Ridley Scott succinctly explained the reason for Blade Runner 2049’s box office failure in an interview with the Al Arabiya television network for his new movie All the Money in the World. “It’s slow. It’s slow. Long. Too long. I would have taken out half an hour,” Scott said.
Denis Villeneuve’s Blade Runner 2049’s running time is two hours 44 minutes. Scott’s original movie, made in 1982, clocks one hour and 57 minutes.
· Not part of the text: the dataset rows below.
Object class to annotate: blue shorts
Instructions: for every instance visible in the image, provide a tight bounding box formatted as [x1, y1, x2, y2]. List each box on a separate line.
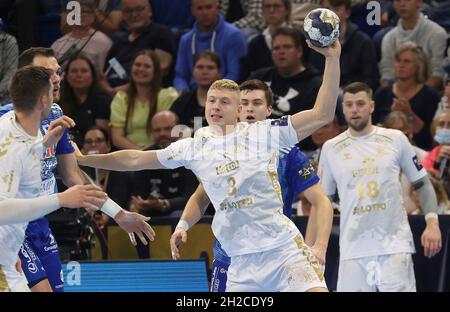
[18, 218, 64, 292]
[210, 240, 231, 292]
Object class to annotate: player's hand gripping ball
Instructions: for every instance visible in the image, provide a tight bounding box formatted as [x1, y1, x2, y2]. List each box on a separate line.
[303, 8, 340, 47]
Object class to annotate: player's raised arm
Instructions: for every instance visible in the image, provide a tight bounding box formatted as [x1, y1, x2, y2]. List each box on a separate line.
[291, 41, 341, 141]
[74, 142, 166, 171]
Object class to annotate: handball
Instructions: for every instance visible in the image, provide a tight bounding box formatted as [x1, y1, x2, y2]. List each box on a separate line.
[303, 8, 340, 48]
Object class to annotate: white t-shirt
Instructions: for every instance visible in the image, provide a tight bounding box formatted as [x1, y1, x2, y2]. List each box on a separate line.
[0, 111, 43, 267]
[319, 126, 426, 261]
[157, 117, 301, 257]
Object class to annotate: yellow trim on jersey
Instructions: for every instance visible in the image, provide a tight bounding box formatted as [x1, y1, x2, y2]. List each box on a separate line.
[331, 136, 351, 149]
[294, 235, 324, 282]
[0, 265, 10, 292]
[373, 134, 394, 142]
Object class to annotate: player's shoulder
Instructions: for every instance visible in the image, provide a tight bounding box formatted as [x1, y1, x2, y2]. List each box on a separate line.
[47, 103, 64, 119]
[373, 126, 404, 143]
[0, 114, 30, 160]
[0, 103, 14, 117]
[322, 131, 348, 149]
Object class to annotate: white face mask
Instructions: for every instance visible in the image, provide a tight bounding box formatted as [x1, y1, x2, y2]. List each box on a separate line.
[434, 128, 450, 145]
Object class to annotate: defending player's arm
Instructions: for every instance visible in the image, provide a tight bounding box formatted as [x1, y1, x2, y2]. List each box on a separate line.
[170, 183, 210, 260]
[291, 41, 341, 141]
[302, 184, 333, 264]
[411, 175, 442, 258]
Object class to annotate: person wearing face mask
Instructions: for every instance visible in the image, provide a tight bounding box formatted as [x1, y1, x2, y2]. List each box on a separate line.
[422, 109, 450, 196]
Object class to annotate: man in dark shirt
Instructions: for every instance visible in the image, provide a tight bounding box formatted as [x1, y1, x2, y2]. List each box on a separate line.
[130, 111, 198, 218]
[250, 27, 322, 151]
[102, 0, 176, 91]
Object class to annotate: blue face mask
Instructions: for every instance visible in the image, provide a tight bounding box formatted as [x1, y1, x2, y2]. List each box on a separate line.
[434, 128, 450, 145]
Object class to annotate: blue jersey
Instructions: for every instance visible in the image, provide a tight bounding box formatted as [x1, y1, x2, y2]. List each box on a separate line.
[211, 146, 320, 284]
[0, 103, 74, 292]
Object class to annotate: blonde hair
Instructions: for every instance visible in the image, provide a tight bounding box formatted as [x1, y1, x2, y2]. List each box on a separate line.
[394, 41, 430, 83]
[209, 79, 240, 92]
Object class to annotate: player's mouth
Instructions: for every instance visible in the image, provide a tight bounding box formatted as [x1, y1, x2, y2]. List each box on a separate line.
[210, 114, 223, 122]
[245, 115, 255, 122]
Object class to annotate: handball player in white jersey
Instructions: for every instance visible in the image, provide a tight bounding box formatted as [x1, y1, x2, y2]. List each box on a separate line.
[317, 82, 442, 292]
[0, 66, 107, 291]
[75, 40, 341, 291]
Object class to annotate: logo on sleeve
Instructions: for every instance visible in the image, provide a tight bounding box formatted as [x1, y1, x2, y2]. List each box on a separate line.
[412, 155, 423, 171]
[271, 116, 289, 127]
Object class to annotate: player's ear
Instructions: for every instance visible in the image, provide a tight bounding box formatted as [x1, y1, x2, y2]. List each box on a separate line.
[370, 100, 375, 114]
[266, 105, 272, 117]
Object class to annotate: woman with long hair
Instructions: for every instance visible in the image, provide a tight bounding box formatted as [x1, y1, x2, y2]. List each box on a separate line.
[109, 49, 179, 149]
[59, 54, 111, 146]
[374, 41, 440, 150]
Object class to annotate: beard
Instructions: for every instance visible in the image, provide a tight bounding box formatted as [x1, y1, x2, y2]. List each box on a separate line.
[348, 117, 369, 132]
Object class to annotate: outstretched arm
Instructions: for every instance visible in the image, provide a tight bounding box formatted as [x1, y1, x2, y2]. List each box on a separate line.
[170, 183, 211, 260]
[412, 175, 442, 258]
[74, 143, 166, 171]
[291, 41, 341, 141]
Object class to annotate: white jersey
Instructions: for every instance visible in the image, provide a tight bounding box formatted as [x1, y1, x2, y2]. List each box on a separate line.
[157, 117, 301, 257]
[319, 127, 426, 260]
[0, 111, 43, 267]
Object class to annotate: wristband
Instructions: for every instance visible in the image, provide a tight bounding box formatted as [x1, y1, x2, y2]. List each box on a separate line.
[176, 220, 190, 231]
[101, 198, 122, 218]
[425, 212, 438, 221]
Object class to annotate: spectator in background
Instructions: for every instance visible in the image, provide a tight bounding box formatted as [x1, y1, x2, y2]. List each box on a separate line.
[422, 109, 450, 196]
[59, 54, 111, 146]
[379, 0, 447, 90]
[250, 27, 321, 152]
[102, 0, 176, 94]
[80, 126, 133, 240]
[218, 0, 265, 39]
[0, 29, 18, 105]
[308, 0, 378, 90]
[308, 117, 341, 163]
[61, 0, 123, 35]
[290, 0, 322, 27]
[129, 111, 199, 258]
[52, 0, 113, 73]
[434, 68, 450, 118]
[170, 51, 221, 129]
[374, 41, 439, 150]
[109, 50, 178, 150]
[241, 0, 292, 80]
[149, 0, 195, 32]
[174, 0, 247, 92]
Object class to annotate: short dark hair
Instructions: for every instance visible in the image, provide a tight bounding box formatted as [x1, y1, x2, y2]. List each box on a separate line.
[343, 82, 373, 100]
[239, 79, 273, 107]
[84, 125, 110, 145]
[18, 47, 55, 68]
[272, 26, 309, 63]
[9, 66, 52, 112]
[194, 50, 221, 70]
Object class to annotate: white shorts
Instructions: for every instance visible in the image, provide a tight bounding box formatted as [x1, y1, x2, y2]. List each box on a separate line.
[337, 253, 416, 292]
[226, 235, 327, 292]
[0, 264, 31, 292]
Despite emerging as a critical darling and earning rave reviews for its direction, performances and cinematography (by Roger Deakins), Blade Runner 2049 was a failure like its predecessor. Both films are set in futures in which the line between humans and humanoid robots has blurred. Scott was one of the producers on the sequel, which stars Ryan Gosling, Jared Leto and Ana de Armas.
Scott took some of the blame for the movie’s failure in an another interview with the website Vulture. “I sit with writers for an inordinate amount of time and I will not take credit, because it means I’ve got to sit there with a tape recorder while we talk,” he said. “I can’t do that to a good writer. But I have to, because to prove I’m part of the actual process, I have to then have an endless amount [of proof], and I can’t be bothered.” Among the ideas in the sequel that were his were the digital girlfriend who keeps Gosling’s replicant company. Scott described her as “an evolution” from Daryl Hannah’s Pris in the 1982 production.